RNA Seq Read Representation by Trinity Assembly

#Assessing the Read Content of the Transcriptome Assembly

Assembled transcripts might not always fully represent properly paired-end reads, as some transcripts may be fragmented or short and only one fragment read of a pair may align. Simply aligning reads to your transcriptome assembly using bowtie or STAR will only capture the properly paired reads. To assess the read composition of our assembly, we want to capture and count all reads that map to our assembled transcripts, including the properly paired and those that are not.

In order to comprehensively capture read alignments, we run the process below. Bowtie2 is used to align the reads to the transcriptome and then we count the number of proper pairs and improper or orphan read alignments.

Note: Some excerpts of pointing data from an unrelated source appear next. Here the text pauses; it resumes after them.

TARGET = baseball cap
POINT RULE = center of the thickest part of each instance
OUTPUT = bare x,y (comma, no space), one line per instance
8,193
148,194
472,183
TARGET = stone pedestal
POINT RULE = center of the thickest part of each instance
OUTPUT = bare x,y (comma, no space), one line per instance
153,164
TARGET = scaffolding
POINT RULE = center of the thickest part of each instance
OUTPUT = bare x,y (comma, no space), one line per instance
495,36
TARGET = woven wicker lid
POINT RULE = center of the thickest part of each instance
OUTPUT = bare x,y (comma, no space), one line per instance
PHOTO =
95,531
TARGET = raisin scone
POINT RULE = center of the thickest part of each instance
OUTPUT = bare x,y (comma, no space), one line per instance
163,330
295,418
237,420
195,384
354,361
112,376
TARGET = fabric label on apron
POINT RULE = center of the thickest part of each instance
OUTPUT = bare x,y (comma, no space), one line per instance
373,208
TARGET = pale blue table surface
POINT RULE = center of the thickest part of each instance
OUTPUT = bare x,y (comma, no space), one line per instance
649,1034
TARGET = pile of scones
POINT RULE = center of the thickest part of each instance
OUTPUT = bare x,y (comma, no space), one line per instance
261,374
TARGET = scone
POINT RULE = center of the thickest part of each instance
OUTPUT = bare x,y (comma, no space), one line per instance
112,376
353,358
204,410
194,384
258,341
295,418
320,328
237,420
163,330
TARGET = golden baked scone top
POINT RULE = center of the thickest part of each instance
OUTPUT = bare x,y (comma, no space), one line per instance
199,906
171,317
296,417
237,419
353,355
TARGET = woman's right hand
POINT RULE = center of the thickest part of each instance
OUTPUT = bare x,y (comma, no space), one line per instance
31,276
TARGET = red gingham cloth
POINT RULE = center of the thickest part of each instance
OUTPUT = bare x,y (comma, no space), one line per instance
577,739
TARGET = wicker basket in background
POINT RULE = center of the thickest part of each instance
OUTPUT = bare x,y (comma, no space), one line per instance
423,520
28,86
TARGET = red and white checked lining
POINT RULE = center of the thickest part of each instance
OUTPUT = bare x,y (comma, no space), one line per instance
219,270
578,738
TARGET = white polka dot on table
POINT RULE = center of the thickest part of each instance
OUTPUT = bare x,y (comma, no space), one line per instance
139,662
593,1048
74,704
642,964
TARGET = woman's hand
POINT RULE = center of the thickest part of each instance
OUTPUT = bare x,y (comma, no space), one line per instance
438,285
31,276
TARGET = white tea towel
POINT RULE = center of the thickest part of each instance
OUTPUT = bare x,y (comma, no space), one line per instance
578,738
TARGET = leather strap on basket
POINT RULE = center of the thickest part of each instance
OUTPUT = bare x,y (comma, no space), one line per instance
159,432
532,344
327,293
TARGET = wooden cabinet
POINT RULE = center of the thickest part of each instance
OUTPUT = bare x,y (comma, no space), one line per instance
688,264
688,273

First, build a bowtie2 index for the transcriptome:

bowtie2-build Trinity.fasta Trinity.fasta

Then perform the alignment (example for paired-end reads):

bowtie2 --local --no-unal -x Trinity.fasta -q -1 left_reads.fq -2 right_reads.fq \
     | samtools view -Sb - | samtools sort -no - > bowtie2.nameSorted.bam

To get alignment statistics, run the following on the name-sorted bam file:

   $TRINITY_HOME/util/SAM_nameSorted_to_uniq_count_stats.pl bowtie2.nameSorted.bam

#read_type	count	pct
proper_pairs	23383	79.62
improper_pairs	3676	12.52  (left and right reads align, but to different contigs due to fragmentation)
left_only	1199	4.08
right_only	1112	3.79

Total aligned rnaseq fragments: 29370

A typical Trinity transcriptome assembly will have the vast majority of all reads mapping back to the assembly, and ~70-80% of the mapped fragments found mapped as proper pairs.